Na de toezegging van de minister van Justitie dat hij de kosten opnieuw tegen het licht zal houden kon de Eerste Kamer instemmen met het wetsvoorstel, waarmee per 1 oktober een nieuw stelsel van griffierechten wordt ingevoerd. Dit voorziet onder meer in de betaling van deze rechten aan het begin van een procedure. Ook is het de bedoeling dat de overheidsinkomsten uit de heffing van griffierechten gelijkmatig stijgen met de kosten van de rechtspraak. Alleen de SP-fractie liet aantekenen dat zij tegen het voorstel is.
Woordvoerder Broekers-Knol van de VVD wees er op dat de griffierechten de kosten van de rechtspraak nooit geheel kunnen dekken. De VVD-senator vond dat bij het vaststellen van het griffierecht er rekening mee moet worden gehouden dat 'burgers via de belastingen al meebetalen aan de kosten van de rechtspraak.' De griffierechten in Nederland behoren volgens de VVD tot de hoogste in Europa. Ook wees Broekers-Knol op de hoge werkdruk van de rechtspraak. "Hoe kan de kwaliteit en toegankelijkheid van de rechtspraak worden gewaarborgd zonder rechters met nog meer werk te belasten", zo vroeg zij de minister.
Senator Van de Beeten van het CDA benadrukte dat kostendekkende tarieven niet het doel zijn van het nieuwe stelsel van griffierechten. Het gaat volgens hem om de invoering van een transparant stelsel dat bovendien geen belemmeringen opwerpt voor de gang naar de rechter. Van de Beeten drong er bij de minister op aan om in het kader van een reparatiewet vast te leggen dat er bij maatregelen in de jeugdbescherming geen griffierecht in rekening wordt gebracht.
Karakteristieke overheidsplicht
Woordvoerder Westerveld van de PvdA pleitte voor het ontzien van minvermogenden die in hoger beroep willen gaan tegen een uitspraak van de rechter. Volgens haar moeten zij voortaan een griffierecht van € 280,- betalen; dat is vier maal zo hoog als bij een zaak voor de kantonrechter (€70,-). Minister Hirsch Ballin bracht hier tegen in dat personen die in hoger beroep willen desnoods een bijzondere bijstandsuitkering van de gemeente kunnen krijgen.

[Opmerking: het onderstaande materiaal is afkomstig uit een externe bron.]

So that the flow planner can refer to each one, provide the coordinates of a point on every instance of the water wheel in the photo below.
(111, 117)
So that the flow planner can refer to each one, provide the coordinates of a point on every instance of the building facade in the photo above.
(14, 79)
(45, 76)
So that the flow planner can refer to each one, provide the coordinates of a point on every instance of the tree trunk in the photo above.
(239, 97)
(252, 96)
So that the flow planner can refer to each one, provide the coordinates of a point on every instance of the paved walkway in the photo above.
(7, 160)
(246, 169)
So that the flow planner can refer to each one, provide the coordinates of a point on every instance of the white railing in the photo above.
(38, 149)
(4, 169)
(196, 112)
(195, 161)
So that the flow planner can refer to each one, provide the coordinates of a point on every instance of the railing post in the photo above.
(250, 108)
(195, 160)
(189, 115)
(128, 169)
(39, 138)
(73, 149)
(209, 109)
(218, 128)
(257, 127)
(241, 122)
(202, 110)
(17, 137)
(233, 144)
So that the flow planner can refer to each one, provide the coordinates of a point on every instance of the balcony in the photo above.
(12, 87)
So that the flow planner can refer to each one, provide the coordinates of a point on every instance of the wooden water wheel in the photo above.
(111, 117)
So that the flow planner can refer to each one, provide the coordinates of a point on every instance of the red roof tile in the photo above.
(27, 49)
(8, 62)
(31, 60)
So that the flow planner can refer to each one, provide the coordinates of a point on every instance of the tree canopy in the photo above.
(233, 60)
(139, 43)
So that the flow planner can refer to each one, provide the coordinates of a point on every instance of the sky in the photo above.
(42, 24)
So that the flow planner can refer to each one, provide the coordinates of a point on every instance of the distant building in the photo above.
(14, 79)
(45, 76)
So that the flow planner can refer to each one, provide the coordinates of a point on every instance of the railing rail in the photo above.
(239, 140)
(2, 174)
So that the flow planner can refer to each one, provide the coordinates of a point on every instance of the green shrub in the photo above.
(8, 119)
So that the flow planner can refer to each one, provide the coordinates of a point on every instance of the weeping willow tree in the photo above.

Woordvoerder Holdijk (SGP) verzet zich tegen de impliciete suggestie dat de rechtspraak "bij wijze van spreken een kruideniersartikel is, waarvoor men naar believen terecht kan bij concurrerende leveranciers." Volgens hem is overheidsrechtspraak een publieke, essentiële en karakteristieke overheidsplicht, en is een gebruikersbijdrage niet bedoeld om de rechtspraak te financieren.